Changes to Regulatory Approval of Generic Pesticides

CETA leads to expanded scope of data available for generic registrations

| Stephen J. Dalby

Amendments to the Pest Control Products Act (PCPA) and Pest Control Products Regulations (Regulations) have expanded the scope of data on which a follow-on applicant can rely for regulatory approval of generic pesticides, including crop protection products such as herbicides and fungicides.1 The amendments come as a response to Canada's obligation under the Comprehensive Economic and Trade Agreement (CETA) to make rules aimed at avoiding duplicative animal testing.

What You Need To Know

  • Broader scope of data available to support generic registration. Generic applicants may now rely on test data from non-equivalent as well as equivalent products when seeking Health Canada approval. Although the goal was to reduce duplicative animal testing, the expansion to non-equivalent products is not limited to animal test data.
  • Term of data protection unaffected. Despite the amendments, the duration of exclusive use data protection and compensatory data protection remains 10 years and 12 years, respectively.
  • Faster market entry for generics. In addition to preventing unnecessary and duplicative animal testing, the amendments are expected to shorten the average time to market for generic pesticides.
  • The amendments came into force on September 21 following the provisional application of CETA.

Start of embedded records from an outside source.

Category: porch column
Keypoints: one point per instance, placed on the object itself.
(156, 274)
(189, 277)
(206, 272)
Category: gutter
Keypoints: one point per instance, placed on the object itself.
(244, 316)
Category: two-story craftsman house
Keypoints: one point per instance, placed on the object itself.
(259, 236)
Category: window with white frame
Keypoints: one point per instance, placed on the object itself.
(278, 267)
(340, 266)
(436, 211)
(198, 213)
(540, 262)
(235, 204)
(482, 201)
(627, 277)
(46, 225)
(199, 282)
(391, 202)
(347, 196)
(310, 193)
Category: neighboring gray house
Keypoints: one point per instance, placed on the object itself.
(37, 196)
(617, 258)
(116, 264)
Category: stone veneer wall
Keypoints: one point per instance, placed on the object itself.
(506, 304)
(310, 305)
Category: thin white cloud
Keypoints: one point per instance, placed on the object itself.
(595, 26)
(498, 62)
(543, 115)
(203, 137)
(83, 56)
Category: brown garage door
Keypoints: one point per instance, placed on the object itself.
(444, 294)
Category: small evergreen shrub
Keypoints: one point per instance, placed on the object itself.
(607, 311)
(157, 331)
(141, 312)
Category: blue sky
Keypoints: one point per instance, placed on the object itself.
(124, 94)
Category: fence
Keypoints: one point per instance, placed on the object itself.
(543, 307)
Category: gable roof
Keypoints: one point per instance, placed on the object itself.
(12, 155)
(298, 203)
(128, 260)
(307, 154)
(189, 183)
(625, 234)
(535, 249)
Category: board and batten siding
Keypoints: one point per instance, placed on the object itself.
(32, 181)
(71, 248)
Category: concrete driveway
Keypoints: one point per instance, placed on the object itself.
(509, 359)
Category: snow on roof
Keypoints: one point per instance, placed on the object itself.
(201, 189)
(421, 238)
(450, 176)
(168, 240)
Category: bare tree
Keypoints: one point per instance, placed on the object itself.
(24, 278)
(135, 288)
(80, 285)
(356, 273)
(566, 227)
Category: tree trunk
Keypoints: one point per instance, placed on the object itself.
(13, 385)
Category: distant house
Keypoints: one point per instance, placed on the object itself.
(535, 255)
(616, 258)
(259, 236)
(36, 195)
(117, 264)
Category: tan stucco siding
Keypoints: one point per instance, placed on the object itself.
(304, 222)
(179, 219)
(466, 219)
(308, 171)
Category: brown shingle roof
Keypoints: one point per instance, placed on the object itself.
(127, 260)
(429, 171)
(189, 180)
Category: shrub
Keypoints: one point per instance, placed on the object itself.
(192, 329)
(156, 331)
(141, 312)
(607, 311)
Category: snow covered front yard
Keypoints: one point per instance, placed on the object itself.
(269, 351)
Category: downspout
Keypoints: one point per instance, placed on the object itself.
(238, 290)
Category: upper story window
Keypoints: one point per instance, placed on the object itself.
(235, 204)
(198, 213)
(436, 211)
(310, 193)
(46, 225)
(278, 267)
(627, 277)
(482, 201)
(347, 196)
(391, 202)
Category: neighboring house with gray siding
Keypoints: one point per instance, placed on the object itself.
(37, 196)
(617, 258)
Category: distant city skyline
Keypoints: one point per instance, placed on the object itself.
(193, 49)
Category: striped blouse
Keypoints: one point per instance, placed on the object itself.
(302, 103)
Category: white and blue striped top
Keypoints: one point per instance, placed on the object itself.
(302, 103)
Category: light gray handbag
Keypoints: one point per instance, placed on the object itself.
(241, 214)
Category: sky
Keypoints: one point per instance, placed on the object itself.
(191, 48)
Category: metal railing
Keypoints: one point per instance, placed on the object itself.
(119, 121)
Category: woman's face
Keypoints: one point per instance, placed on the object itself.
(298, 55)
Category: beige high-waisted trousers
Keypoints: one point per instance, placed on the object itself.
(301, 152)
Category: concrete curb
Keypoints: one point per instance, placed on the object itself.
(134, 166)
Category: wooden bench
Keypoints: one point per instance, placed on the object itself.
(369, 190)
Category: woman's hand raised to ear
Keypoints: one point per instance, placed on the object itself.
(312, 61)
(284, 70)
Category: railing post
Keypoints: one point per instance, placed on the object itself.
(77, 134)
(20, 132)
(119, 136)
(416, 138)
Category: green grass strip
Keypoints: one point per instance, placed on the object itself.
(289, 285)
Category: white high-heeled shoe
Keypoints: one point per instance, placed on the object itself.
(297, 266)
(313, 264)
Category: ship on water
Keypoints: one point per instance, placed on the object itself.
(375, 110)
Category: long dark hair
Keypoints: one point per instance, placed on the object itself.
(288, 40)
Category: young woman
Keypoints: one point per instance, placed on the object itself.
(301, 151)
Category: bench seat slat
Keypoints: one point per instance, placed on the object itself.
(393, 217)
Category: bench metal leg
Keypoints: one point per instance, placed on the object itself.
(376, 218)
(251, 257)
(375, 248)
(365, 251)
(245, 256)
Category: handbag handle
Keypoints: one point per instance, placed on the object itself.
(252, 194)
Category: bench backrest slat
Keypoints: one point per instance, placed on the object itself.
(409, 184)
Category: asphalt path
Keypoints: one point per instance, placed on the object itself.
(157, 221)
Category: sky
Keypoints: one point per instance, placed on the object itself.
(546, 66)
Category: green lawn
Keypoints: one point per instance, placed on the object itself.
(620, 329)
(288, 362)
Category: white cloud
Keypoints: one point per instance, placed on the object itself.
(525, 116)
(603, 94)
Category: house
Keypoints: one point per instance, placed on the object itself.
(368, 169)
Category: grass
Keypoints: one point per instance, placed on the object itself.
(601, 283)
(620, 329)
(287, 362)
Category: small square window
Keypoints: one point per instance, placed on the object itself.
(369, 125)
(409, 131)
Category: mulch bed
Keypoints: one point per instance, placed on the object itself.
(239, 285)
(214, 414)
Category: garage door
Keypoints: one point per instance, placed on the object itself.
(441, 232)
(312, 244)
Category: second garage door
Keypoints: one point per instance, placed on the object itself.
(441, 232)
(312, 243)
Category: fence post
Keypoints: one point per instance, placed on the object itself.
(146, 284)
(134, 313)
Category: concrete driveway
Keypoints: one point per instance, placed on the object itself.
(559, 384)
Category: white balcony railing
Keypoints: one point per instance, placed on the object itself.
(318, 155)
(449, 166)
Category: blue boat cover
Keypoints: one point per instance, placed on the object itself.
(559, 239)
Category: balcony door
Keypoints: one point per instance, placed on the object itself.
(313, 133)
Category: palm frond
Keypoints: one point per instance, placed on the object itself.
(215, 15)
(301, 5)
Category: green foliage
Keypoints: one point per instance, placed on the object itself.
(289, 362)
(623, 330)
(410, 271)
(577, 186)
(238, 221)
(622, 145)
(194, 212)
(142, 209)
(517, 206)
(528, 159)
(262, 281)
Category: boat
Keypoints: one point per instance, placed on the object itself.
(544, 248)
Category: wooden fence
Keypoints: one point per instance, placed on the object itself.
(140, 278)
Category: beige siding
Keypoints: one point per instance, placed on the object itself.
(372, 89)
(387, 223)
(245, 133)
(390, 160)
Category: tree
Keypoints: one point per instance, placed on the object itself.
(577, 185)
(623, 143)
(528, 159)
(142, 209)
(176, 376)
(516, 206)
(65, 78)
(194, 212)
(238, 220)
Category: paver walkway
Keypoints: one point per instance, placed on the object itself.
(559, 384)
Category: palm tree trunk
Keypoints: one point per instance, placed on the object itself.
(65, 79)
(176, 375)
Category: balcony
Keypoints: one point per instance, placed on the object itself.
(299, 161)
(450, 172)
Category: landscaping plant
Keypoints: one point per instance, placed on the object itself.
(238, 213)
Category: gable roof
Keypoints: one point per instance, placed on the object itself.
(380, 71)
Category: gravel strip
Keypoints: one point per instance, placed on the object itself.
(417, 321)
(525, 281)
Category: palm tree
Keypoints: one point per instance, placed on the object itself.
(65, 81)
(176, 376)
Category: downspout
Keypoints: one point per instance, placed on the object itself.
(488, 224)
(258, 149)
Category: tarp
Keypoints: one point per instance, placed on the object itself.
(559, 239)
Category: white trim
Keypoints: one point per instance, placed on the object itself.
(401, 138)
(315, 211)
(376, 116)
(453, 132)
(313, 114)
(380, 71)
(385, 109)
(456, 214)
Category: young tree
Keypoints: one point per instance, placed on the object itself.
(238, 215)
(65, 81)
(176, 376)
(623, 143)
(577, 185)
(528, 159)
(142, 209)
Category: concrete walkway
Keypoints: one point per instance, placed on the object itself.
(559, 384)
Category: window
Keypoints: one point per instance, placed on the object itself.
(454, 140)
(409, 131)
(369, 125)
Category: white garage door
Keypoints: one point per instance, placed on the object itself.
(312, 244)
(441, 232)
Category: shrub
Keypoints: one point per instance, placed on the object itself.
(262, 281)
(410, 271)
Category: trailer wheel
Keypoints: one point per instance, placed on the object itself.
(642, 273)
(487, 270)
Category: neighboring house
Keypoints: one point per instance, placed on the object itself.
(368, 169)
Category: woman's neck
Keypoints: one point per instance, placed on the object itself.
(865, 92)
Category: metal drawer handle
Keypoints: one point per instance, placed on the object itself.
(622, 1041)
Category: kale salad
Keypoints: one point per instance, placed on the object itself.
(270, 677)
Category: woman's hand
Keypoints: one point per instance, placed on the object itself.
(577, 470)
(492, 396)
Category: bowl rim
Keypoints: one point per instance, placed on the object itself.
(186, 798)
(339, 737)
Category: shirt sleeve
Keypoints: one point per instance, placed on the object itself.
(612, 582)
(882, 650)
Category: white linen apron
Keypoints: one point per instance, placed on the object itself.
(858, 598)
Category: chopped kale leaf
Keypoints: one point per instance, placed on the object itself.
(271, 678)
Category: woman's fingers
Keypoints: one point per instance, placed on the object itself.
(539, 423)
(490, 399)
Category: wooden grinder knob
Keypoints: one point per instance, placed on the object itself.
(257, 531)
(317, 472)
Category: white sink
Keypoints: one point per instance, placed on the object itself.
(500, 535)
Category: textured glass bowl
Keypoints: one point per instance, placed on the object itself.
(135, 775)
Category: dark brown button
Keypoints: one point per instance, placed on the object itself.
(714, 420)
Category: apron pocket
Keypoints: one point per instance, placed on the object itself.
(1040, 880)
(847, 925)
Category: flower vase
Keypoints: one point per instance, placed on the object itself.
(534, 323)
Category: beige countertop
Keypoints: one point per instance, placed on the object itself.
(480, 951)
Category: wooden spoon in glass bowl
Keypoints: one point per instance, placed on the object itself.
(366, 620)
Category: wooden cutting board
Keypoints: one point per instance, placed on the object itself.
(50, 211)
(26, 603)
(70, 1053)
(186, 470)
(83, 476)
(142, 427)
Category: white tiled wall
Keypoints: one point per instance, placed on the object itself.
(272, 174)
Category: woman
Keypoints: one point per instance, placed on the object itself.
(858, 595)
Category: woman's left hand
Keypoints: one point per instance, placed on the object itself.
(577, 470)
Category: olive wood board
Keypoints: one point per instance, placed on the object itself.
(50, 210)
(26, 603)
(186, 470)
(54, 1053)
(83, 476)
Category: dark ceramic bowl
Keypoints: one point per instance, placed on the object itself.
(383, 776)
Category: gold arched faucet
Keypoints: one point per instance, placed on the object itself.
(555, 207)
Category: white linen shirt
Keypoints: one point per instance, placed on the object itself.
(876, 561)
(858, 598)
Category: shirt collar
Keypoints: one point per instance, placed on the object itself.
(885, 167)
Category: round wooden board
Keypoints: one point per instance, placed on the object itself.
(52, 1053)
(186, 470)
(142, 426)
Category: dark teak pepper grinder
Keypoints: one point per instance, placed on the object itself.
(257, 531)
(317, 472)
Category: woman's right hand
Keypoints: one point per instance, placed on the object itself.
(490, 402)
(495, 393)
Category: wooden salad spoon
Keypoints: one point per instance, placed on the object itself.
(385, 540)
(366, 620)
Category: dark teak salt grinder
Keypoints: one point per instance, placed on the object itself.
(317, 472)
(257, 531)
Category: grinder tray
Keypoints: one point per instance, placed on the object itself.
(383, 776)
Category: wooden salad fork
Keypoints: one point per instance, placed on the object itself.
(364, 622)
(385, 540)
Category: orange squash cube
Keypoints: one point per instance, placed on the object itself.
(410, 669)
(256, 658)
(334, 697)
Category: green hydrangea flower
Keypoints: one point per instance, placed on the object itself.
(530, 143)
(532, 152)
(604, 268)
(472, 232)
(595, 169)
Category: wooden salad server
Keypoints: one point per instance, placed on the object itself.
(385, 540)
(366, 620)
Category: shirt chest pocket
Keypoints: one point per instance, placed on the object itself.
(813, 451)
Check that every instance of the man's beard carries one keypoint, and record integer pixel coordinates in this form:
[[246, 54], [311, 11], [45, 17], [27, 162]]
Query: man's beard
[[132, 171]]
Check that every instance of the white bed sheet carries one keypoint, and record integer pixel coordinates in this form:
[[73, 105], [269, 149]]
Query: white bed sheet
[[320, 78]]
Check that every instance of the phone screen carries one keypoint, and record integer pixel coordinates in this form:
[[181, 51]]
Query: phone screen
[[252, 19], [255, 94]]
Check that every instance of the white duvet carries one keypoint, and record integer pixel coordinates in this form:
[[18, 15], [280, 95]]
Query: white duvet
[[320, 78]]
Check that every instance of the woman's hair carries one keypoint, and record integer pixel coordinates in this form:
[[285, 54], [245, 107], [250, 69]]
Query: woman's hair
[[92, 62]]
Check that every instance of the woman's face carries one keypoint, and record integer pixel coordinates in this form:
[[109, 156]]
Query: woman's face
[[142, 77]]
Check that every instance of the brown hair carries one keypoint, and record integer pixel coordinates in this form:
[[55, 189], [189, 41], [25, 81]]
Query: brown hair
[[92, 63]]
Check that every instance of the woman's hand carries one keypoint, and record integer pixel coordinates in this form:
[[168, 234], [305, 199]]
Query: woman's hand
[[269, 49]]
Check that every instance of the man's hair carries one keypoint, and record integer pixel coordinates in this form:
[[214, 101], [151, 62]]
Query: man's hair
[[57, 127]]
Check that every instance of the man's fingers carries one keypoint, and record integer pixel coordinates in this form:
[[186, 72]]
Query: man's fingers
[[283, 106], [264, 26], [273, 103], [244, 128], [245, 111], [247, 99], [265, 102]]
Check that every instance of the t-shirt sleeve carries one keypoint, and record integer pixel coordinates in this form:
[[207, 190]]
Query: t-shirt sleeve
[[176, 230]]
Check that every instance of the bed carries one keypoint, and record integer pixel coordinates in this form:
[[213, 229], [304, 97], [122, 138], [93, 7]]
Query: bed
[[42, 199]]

Under the PCPA, all pesticides to be sold in Canada must first be registered with Health Canada. Registration is achieved through a pre-market review to assess the potential risks a product poses to human health and the environment. Following registration, post-market reassessments are conducted every 15 years or in circumstances when Health Canada has reason to believe the risks associated with a product are unacceptable. Both pre-market and post-market reviews require an applicant/registrant to submit sufficient data in support of a registration, including the results of relevant animal testing.

Under the Regulations, data submitted by an applicant in respect of a new active ingredient never registered in Canada before benefits from 10 years of exclusive use data protection starting from the date of registration. During this period, follow-on generic applicants cannot rely on such data to support their own registrations, without the registrant's permission. Furthermore, any data later submitted by the registrant to support an amendment to the registration, or to register a new end-use product containing the registered active ingredient, will enjoy 12 years of compensatory data protection. Compensatory data protection begins from the date of application and allows a generic to rely on previously submitted data provided compensation is paid to the registrant that first submitted the data. The amount of compensation payable in each case is determined by mandatory negotiation and binding arbitration as set out in the Regulations.


Pursuant to Article 20.30 of CETA, Canada is obligated to establish regulations aimed at avoiding duplicative testing on vertebrate animals.2 Accordingly, the PCPA and Regulations were recently amended to allow follow-on applicants to rely on test data from both equivalent and non-equivalent products during pre-market and post-market review. According to guidance from the Pest Management Regulatory Agency, examples of the type of non-equivalent product data that may now be relied on include, chemical-specific studies of health risks associated with a particular activity to support non-equivalent products in respect of the same activity and toxicity studies to support non-equivalent products containing less potent chemicals from the same chemical group. Although the goal of these amendments was to reduce duplicative animal testing, the amendments are not limited to animal test data.